IHS students preparing to become Certified Training Assistants (CNA’s) learned 22 different skills and applied them at Prairie Estates nursing home during the month of November.
With final exams quickly approaching, students learned these skills through the Career and Technical Education (CTE) center’s Health Science Clinical class and while helping the elderly, they received advice to navigate life as a medical student.
Soumya Dharini, IHS senior, recalls an experience during one of her shifts at the nursing home when she was asked by a resident to sit down to talk.
“Hearing her perspective on life taught me a valuable lesson about cherishing the small moments in life,” said Dharini. “The resident described numerous hardships she went through, including the loss of her family. Despite this, she was able to appreciate the small things in life.”
At the nursing home, students are required to do simple tasks such as filling up residents’ water bottles and preparing lunch for them. But for Aparna Viswanathan, she learned working in this field requires more than being able to perform the usual care tasks. Rather, it requires the mental ability to withstand watching others being ill.

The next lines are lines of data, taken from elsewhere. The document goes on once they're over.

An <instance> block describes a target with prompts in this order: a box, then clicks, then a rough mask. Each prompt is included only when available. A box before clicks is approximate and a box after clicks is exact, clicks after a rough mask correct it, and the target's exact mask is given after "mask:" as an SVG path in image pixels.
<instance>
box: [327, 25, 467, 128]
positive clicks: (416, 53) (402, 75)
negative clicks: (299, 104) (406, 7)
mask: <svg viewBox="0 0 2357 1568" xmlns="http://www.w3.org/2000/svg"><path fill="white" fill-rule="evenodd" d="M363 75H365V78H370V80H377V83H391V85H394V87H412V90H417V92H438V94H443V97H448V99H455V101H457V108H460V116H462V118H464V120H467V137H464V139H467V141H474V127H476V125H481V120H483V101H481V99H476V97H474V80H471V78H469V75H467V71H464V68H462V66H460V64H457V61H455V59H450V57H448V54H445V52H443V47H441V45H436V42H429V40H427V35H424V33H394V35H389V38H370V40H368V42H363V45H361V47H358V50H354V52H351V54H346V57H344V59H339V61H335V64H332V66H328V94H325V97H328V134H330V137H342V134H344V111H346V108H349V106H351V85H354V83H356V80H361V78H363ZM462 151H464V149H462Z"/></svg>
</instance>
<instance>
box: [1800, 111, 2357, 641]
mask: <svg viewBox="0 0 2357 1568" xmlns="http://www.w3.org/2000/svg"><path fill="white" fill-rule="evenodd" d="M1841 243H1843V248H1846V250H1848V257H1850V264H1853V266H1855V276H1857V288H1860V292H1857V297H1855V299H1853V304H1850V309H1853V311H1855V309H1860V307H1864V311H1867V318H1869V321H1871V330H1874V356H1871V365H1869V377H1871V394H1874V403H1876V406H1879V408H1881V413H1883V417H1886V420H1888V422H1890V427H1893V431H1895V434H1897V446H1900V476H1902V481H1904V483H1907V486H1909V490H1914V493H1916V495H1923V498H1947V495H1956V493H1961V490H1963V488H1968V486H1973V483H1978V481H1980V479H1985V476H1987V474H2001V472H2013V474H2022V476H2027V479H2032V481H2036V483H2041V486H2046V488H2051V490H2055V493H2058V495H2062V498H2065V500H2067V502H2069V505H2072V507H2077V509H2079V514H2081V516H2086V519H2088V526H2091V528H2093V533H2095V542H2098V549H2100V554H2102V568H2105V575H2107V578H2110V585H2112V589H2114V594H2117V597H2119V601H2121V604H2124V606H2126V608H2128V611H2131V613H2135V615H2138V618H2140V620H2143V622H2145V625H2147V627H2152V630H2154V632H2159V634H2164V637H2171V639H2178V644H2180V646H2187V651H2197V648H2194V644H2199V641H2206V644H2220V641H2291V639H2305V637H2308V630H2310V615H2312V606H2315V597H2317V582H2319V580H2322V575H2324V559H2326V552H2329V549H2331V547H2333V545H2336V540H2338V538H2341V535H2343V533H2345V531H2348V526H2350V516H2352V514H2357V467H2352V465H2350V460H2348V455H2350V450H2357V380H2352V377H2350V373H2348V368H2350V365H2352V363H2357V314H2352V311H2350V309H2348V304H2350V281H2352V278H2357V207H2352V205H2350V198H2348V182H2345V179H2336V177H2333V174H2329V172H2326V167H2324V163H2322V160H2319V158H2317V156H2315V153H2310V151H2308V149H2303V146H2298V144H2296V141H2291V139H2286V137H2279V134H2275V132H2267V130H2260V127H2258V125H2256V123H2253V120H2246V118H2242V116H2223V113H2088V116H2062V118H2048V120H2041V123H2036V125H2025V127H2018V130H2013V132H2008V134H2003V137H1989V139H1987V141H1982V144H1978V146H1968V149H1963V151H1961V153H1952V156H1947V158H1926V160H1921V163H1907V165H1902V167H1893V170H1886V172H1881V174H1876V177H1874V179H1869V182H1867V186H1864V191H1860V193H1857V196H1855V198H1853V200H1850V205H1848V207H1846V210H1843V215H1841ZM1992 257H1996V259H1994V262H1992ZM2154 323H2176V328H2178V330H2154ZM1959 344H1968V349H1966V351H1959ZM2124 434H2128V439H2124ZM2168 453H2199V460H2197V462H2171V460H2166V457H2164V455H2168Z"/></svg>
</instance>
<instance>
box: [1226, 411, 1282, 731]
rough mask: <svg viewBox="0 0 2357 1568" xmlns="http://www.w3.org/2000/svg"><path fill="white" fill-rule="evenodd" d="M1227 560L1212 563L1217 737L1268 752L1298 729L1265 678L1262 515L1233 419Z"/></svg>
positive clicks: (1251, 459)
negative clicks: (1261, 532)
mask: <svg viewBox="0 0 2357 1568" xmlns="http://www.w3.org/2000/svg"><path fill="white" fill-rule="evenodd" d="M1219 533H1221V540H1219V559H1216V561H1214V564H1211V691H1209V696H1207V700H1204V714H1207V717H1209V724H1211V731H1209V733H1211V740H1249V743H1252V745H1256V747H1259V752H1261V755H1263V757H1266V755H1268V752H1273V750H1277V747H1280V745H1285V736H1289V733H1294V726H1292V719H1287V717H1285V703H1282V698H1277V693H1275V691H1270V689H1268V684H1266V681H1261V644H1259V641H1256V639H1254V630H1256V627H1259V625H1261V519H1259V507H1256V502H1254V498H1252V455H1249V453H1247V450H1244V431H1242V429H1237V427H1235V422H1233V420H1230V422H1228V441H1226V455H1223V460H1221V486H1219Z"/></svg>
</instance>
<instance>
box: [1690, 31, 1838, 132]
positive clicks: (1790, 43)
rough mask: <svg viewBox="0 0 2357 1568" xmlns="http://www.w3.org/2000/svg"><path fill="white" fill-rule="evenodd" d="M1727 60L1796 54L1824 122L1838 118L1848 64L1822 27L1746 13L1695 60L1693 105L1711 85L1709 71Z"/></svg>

“When I went to the nursing home and saw some of the really sick people, it hurt me because I wanted to help them all but I [couldn’t]. In the beginning, I let my emotions get to me,” said Viswanathan. “I felt exhausted [watching the residents]. I had to ask a lot of my elders [for advice] because I didn’t know how to handle it.”
Unable to handle her emotions, Viswanathan turned to her teacher for help.
“[She] told me to detach myself from [what I saw].”
Although simple to say, Viswanathan struggled to apply her teacher’s advice in real life.
“It was hard, it took me a couple of weeks. I [managed] to get there. But this is just step one out of a million.”
Being at the nursing home also came with many positive experiences for both Viswanathan and Dharini.
“In the beginning, we were randomly assigned to a resident to interview them. Some of them would be very happy and some of them would be very ‘leave me alone’ kind of thing,” said Viswanathan. “But I realized one thing in common in all of them was the joy they got seeing the clinical students. It’s hard to explain but when they [saw] us, there was joy in them.”
Viswanathan recalls a time when a resident’s advice impacted her perspective on life.
“When I asked [a resident] for advice, she told me not to get frustrated if residents are angry at [us], even if they’re shouting. Do not take it to heart because [they] are in more pain than we think,” said Viswanathan. “It made me realize, we truly don’t know what people are experiencing on the other end.”